Psychiatrists have successfully excluded themselves from such boards via their credo to do no harm (Weinberger & Sreenivasan, 1994). The CPA principles concerning the respect for the dignity of persons, as well as the APA’s principles of respect for people’s rights and dignity and concern for others welfare, would seem to apply in this situation. Psychologists, however, continue to carry out this role in what could arguably be a violation of their ethical code of behavior (American Psychological Association, 1992; Canadian Psychological Association, 1991; Weinberger & Sreenivasan, 1994). The solitary confinement punishment would clearly be a violation of the code. One could also state that the psychologists participation on such boards eliminates the fields unique role to serve mental health needs, and thus damages the traditional professional role of the discipline via the loss of credibility among inmates and a possible adoption of a jailers mentality.

Conclusion

Correctional psychology is clearly riddled with unique ethical dilemmas and conflicts. The primary role of the correctional psychologist, consent, treatment issues, confidentiality, and disciplinary roles have all created consistent ethical issues. The committee on ethical guidelines for forensic psychologists (1991) formulated guidelines for forensic practice in order to provide a more specific method to monitor professional conduct in a correctional setting. However, these standards have not alleviated the majority of ethical problems, for they are vague, difficult to understand, and contradictory to other ethical principles (Weinberger & Sreenivasan, 1994).

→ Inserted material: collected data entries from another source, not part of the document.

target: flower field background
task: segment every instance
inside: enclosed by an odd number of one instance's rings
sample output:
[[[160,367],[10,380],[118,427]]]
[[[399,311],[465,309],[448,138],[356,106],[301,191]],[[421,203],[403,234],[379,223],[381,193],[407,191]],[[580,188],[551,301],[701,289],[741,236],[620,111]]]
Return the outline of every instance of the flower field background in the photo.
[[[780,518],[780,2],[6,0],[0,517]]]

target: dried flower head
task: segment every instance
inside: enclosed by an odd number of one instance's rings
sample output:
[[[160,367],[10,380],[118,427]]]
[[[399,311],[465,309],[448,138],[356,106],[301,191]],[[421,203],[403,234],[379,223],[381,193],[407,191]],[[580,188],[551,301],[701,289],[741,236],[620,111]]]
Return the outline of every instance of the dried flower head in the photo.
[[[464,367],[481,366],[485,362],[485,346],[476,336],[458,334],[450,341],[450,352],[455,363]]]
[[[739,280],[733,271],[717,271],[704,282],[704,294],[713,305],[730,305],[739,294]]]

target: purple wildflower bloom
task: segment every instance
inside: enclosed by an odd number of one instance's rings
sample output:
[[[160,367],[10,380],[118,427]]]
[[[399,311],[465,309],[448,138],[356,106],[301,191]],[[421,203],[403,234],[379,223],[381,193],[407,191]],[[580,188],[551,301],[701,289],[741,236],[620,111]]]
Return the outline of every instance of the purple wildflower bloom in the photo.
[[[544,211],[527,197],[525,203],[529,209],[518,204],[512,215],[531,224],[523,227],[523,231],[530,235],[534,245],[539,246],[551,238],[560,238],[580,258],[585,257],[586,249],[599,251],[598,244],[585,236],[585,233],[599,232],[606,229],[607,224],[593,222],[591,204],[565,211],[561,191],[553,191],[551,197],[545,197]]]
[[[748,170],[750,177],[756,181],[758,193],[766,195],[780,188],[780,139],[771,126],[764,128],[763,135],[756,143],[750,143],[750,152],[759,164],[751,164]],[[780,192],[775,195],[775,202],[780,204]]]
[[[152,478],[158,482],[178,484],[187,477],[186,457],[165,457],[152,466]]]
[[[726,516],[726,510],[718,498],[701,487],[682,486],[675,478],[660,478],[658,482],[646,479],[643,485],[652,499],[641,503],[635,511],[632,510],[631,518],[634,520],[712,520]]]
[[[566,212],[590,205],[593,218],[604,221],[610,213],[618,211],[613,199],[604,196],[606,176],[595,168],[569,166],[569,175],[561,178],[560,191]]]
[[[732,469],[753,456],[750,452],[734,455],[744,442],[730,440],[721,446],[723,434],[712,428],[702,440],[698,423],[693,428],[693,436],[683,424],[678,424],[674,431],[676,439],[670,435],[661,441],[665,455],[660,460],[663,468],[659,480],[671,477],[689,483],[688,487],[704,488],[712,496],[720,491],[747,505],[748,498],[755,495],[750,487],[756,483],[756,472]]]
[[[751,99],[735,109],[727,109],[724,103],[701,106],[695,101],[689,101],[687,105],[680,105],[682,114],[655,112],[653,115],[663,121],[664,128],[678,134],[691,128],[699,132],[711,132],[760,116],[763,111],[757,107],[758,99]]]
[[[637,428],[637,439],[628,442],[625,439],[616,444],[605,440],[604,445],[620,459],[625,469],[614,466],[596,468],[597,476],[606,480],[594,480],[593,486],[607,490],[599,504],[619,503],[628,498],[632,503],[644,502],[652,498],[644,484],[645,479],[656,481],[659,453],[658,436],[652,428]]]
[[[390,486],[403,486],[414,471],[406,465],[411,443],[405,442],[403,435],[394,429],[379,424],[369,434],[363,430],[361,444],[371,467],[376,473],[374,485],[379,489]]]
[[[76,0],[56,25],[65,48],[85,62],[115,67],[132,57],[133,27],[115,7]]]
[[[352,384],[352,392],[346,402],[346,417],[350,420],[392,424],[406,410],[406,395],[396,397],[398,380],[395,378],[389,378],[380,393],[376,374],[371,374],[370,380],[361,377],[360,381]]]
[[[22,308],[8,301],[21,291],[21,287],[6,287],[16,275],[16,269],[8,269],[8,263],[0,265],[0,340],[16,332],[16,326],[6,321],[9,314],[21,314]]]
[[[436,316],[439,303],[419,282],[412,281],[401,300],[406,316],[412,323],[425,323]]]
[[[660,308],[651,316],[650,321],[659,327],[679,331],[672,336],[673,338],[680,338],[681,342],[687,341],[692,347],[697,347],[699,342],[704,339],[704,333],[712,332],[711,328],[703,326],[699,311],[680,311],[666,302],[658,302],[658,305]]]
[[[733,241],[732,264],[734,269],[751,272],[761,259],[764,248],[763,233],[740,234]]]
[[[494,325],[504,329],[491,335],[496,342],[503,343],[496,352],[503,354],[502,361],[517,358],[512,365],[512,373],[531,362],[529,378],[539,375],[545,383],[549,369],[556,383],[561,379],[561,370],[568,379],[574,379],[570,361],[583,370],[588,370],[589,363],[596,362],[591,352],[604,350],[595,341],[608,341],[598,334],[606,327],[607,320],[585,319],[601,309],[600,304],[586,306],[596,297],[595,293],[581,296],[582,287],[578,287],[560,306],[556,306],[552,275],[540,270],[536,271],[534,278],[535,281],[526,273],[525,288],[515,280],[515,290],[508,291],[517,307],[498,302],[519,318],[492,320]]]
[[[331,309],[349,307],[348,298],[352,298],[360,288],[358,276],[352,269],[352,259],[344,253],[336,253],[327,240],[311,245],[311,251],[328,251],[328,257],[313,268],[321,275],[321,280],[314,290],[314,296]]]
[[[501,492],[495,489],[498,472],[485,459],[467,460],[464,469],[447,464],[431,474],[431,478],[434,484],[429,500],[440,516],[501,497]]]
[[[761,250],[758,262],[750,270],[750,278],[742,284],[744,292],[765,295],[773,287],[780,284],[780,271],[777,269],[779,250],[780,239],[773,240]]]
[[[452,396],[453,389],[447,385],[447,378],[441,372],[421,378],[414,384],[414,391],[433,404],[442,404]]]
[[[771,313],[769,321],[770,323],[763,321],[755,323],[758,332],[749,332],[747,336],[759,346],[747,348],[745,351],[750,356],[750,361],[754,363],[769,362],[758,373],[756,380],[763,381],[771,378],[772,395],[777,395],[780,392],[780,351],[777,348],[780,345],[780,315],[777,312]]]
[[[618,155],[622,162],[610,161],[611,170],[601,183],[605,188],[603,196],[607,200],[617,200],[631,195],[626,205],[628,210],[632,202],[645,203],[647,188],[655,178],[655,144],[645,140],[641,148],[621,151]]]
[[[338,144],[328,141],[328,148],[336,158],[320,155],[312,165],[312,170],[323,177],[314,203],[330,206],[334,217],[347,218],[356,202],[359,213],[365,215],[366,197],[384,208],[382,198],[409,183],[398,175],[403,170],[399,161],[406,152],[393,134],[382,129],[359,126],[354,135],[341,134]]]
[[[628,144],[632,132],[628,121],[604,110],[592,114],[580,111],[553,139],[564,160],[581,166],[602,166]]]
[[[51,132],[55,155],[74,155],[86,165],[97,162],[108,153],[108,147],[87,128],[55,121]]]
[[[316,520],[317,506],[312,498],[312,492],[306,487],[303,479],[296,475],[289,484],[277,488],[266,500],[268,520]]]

The fact that correctional psychological services fall under correctional administration, rather then mental health, could be a factor that is promoting the persistence of these ethical issues (Levinson, 1985). When mental health professionals encounter an ethical issue they will seek the aid of their professional department head. However, these psychological administrators do not hold any ultimate authority. If the correctional administration do not feel the issue is reason for concern it will go unresolved.

With a number of contradictory guidelines and professional behaviors, it is difficult to ascertain what is acceptable correctional practice. Re-evaluation and interpretation of current ethical guidelines seems to be in order. Consideration, and amalgamation, of contradictory guidelines could allow for less interpretation of ethical practice. As a result, a number of dilemmas that are consistently experienced within the field could be eliminated.